I think the hardest thing was to maintain a real sense of focus when it felt like the world around us was burning.

Some leaders may expect their employees to work like robots, but this pandemic has taken a huge mental toll on all of us.
I soon set up a system where we check in with one another daily and score our mental health and happiness levels. It’s a way to check in and see how we can support each other.

How did you prepare for the lockdown?

We saw the effects on other countries and this is why I motivated the team to prepare to work from home two weeks before lockdown hit. This was for general safety and to help prevent further spread as well as ease fear as much as possible. We used this time to appropriately set up the WFH spaces, upgrade internet connectivity and set up a new routine.

What's the biggest challenge you are facing during this pandemic?

Actually, the pandemic is creating a great opportunity for hellohr.

We’re presenting a product in a sector where people tend to be averse to change – they stick to what they know and what’s been available. The pandemic is, in some ways, giving business owners and operators a licence to relook decisions they made years ago, to look at the ‘plumbing’ of their businesses.
Businesses are relooking their contracts, assessing whether they are still adding value and worth the hefty fees. There is an appetite for change and increased efficiency. Time-saving and money-saving measures have never been more important to the survival of businesses emerging out of lockdown. And we’re here to help.

Will you need any assistance going forward? If so, what will you need?

As hellohr grows and we onboard more and more customers, we will need to look at growing the team – but this is a real positive for us.

What measures are you taking to keep your employees safe?

We’re maintaining a WFH setup, so the team is luckily able to keep physical contact to a minimum. We’re conducting all meetings and sales calls via video call too.

Communication is of utmost importance. How are you communicating with your customers?

On the site and app we have a built-in chat box, which is a direct line to the team.

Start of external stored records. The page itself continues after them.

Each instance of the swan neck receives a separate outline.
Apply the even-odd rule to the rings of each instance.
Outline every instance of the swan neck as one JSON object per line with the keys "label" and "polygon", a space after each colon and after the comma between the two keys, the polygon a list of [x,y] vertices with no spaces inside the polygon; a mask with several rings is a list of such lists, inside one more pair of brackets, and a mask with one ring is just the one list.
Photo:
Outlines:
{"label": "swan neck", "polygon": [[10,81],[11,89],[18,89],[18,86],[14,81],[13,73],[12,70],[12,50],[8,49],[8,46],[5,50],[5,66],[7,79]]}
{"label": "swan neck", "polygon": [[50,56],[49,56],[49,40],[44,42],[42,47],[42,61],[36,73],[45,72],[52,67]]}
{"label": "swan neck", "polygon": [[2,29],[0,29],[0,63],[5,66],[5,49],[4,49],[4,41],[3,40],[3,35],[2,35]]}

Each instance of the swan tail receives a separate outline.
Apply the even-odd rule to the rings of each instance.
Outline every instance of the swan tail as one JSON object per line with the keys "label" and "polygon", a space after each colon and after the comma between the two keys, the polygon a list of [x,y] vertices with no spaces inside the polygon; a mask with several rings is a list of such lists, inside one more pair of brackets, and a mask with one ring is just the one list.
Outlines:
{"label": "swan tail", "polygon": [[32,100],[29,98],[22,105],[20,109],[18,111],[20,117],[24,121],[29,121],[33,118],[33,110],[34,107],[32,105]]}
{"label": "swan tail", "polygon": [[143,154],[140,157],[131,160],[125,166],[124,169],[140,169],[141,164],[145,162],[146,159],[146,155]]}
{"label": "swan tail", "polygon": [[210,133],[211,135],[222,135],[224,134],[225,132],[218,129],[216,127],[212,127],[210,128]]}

This means that customers can ask questions at any point as they navigate the hellohr platform. We built this initially because we wanted to make the onboarding process as easy as possible for clients. And it’s worked really well during lockdown.
We also set up regular video calls.

What do you predict the next 6 months will be like for hellohr?

Huge growth. We’ve seen a massive amount of interest already, in such a short space of time, We’re signing up loads of companies and we will use this momentum to expand the product and team too.

hellohr is certainly an innovative platform. What has been your biggest lesson from all this?

There are two significant learnings that stand out for me. The first has been that in recent years the internet and available tooling options have changed a lot. It’s so much easier now to create a mock-up of a product and get real feedback than it was just a few years ago. Previously you would have to hire an expensive dev team, use expensive tech and the process would be much slower.

As en example, we’ve used tools like webflow for the website, which allows us to quickly execute on messaging or design updates. I think these new technologies will make it a lot easier for everyone to test out solutions and make it more accesible to build products.

The second major learning is that there is a real balancing act between quick execution and maintaining a long-term vision – and having a business model that supports both.

We don’t want to spend two years in a basement building tech that we’re unsure people might even want by the time it launches. We want to offer people what they need now, which means we’ve had to build quickly and execute and get real-world feedback in a short amount of time.
But at the same time, it’s been so important to design a business that can be healthy and support itself in the long run. If there aren’t margins in the beginning, it’s quite hard to find them down the line.

In the startup scene, I don’t think there’s enough attention on building a business that is “real” – that has scale. And that has been a priority for me too.